Viktor Horsting and Rolf Snoeren, dandy gentlemen that they are, are
tireless campaigners for the suit, the coat, the tux, and the tie in the
many twisted mutations that, season after season, they propose it. This season's sartorial moment was brought to you by leather and bulk. Designers are betting big on the leather pant making a comeback in the Fall, but few went as far as Horsting and Snoeren did, showing skin trousers with silk jacquard tuxedo jackets, or leather overalls with proper shirts and ties. On top, their offerings tended toward the round and padded. There were fur-collared puffer parkas, bulging-armed sweaters, leather bombers, and chesterfields, all sporting the same exaggerated, inflated shoulder shapes.

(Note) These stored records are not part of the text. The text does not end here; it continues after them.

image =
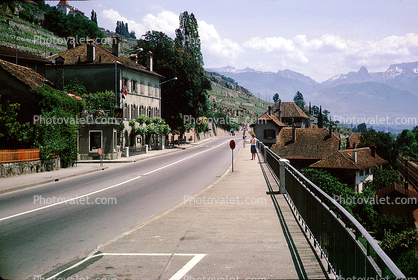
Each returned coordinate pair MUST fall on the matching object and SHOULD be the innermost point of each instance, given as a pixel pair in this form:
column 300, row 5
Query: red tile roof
column 103, row 55
column 288, row 110
column 354, row 139
column 310, row 143
column 343, row 159
column 396, row 188
column 267, row 117
column 24, row 74
column 63, row 3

Backstage, the designers mentioned their Fall 1998 women's collection,
Atomic Bomb, as this collection's inspiration and predecessor. In that
show, too, they inflated silhouettes to mushroom-cloud proportions. But an equal influence was exerted by a newer bomb in the V & R arsenal: Spicebomb, the just-debuted cologne counterpart to their best-selling women's Flowerbomb scent. Spicebomb's grenade-shaped bottle echoed the lines of the silhouettes, and the face of its new campaign, Sean O'Pry, closed the show. "He spiced up the season," Snoeren said backstage. Smells like a reminder that fashion shows are about many things, and clothing is only one of them.